Robert Sipko v. Koger, Inc. (085022) (Bergen County & Statewide)

CourtSupreme Court of New Jersey
DecidedJune 23, 2022
DocketA-74-20
StatusPublished

This text of Robert Sipko v. Koger, Inc. (085022) (Bergen County & Statewide) (Robert Sipko v. Koger, Inc. (085022) (Bergen County & Statewide)) is published on Counsel Stack Legal Research, covering Supreme Court of New Jersey primary law. Counsel Stack provides free access to over 12 million legal documents including statutes, case law, regulations, and constitutions.

Bluebook
Robert Sipko v. Koger, Inc. (085022) (Bergen County & Statewide), (N.J. 2022).

Opinion

SYLLABUS

This syllabus is not part of the Court’s opinion. It has been prepared by the Office of the Clerk for the convenience of the reader. It has been neither reviewed nor approved by the Court and may not summarize all portions of the opinion.

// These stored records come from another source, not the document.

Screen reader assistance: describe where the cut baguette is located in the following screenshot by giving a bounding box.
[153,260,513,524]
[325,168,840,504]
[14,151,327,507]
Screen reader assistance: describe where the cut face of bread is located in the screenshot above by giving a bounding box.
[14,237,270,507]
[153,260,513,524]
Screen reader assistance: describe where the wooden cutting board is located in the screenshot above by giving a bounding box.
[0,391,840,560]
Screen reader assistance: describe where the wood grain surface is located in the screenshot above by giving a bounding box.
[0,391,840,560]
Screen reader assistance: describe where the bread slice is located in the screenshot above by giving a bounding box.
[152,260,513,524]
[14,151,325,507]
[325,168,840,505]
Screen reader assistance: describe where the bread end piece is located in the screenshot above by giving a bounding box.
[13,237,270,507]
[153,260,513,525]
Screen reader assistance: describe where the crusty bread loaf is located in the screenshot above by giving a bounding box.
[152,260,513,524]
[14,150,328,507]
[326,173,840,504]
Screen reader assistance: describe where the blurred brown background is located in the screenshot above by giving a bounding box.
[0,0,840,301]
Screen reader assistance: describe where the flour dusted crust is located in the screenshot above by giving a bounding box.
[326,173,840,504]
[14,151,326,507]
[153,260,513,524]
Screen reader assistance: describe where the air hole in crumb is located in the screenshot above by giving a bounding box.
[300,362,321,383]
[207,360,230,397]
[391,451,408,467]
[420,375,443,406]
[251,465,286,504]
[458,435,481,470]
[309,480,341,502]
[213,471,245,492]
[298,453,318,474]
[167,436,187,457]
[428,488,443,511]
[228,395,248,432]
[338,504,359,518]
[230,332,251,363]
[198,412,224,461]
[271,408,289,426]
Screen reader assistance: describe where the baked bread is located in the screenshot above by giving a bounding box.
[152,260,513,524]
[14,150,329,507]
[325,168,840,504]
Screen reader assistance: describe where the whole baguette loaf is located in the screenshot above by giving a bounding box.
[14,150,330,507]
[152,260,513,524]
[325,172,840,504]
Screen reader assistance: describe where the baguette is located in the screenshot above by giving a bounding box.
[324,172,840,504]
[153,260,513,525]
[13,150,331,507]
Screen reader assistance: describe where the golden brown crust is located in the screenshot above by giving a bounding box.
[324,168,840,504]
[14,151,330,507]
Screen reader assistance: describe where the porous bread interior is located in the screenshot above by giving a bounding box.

Robert Sipko v. Koger, Inc. (A-74-20) (085022)

Argued January 3, 2022 -- Decided June 23, 2022

PIERRE-LOUIS, J., writing for a unanimous Court.

In this case, the Court considers whether a marketability discount should be applied to the valuation of Robert Sipko’s interests in Koger Distributed Solutions, Inc. (KDS) and Koger Professional Services, Inc. (KPS).

This matter, now before the Court for the second time, concerns a family embroiled in a litigation that commenced 15 years ago. The Court provided an extensive and detailed history of the underlying facts in this case in Sipko v. Koger, Inc., 214 N.J. 364 (2013). In summary, George Sipko formed Koger, Inc., and later gifted 1.5 percent of the company’s stock to his twin sons, Robert Sipko and Rastislav Sipko (Ras) -- both of whom were actively involved with the company. George formed KDS and KPS in 2002 and 2004, respectively, with both Robert and Ras each owning 50 percent of each company’s shares.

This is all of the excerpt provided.